‘Where are my empty plastic bottles?’ I ran around the house screaming, after discovering my stash had disappeared.
The government in Ireland has done something with the recycling laws that has made people into wild-eyed scavengers. It has introduced a scheme whereby you can feed all your empty bottles and cans into a machine in the supermarket that crushes them down and spits out a voucher – by which I mean about 20 small plastic water bottles, for example, makes you two or three euros, which is enough for a coffee, a sandwich or some money off your shopping bill.
The government has done something with the recycling laws that has made people into wild-eyed scavengers
It’s not really a lot, obviously, but it’s just enough money to have made people lose their minds over it.

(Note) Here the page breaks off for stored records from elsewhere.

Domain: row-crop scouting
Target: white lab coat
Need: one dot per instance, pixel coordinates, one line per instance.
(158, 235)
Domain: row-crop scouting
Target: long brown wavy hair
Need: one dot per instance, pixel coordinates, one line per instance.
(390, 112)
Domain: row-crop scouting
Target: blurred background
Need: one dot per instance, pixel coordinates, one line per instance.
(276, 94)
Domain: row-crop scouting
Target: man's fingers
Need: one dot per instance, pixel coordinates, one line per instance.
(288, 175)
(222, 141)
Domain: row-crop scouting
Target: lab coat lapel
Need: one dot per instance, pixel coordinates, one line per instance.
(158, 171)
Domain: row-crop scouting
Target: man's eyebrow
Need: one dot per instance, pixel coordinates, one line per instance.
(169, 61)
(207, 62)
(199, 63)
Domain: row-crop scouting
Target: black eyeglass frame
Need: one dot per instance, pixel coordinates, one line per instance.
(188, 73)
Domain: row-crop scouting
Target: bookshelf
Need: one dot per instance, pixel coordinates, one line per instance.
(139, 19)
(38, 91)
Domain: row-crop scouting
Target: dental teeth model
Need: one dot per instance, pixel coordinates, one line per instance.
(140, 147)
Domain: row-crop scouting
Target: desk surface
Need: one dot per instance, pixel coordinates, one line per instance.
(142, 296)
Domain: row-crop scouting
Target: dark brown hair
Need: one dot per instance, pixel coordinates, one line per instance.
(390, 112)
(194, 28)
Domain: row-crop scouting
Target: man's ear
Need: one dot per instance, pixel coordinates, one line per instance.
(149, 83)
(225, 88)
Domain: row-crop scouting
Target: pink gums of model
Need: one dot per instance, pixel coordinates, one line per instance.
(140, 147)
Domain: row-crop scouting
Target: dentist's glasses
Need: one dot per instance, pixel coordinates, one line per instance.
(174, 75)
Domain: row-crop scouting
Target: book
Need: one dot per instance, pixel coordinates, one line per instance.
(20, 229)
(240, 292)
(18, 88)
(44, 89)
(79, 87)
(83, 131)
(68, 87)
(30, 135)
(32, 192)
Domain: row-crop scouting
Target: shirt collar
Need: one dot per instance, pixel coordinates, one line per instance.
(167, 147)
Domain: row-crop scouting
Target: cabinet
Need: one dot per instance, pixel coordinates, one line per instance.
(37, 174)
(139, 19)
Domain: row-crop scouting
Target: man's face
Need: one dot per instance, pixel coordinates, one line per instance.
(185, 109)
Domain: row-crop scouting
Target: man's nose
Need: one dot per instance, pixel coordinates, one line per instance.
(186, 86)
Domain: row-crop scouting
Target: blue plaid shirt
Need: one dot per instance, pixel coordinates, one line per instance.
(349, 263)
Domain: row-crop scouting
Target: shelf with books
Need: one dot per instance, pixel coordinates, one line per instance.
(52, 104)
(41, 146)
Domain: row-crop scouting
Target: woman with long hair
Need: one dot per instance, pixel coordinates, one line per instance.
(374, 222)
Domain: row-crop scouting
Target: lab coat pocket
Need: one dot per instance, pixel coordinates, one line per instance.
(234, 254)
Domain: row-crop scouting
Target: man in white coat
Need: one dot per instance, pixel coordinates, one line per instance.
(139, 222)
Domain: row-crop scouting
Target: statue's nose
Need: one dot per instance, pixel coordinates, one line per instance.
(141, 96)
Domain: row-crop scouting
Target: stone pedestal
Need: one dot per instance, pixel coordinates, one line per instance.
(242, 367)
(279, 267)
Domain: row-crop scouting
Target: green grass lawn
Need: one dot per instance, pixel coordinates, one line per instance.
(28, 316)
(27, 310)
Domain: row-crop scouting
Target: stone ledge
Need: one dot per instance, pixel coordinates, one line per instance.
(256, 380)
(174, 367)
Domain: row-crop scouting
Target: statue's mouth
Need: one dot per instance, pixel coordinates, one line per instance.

Lads can be seen rifling through public bins on high streets. Because I’m thrifty and like a bargain, I can be seen down the Centra in our West Cork village with bags full of these bottles I’ve collected, feeding them into the machine and gasping with delight when I get my slip of paper with a few euros on it. You have to spend these euros in the particular shop where you’re using the machine, but that doesn’t dim the joy of the situation one bit.
It’s all very nostalgic if, like me, you remember saving up R. White’s lemonade bottles and a man coming to collect them and giving you some coins. Coke bottles, too. The young enviro-warriors like to think they’ve reinvented the wheel but they really haven’t. When I was a child we recycled everything and it was much more exciting because it involved pocket money, so it’s great that Ireland is going back to those heady days of turning trash into cash.
Leo Varadkar, before he resigned for getting almost everything else wrong, did at least come up with this bottle-crushing idea, and I would have to hand it to him, it’s the dog’s do-dahs.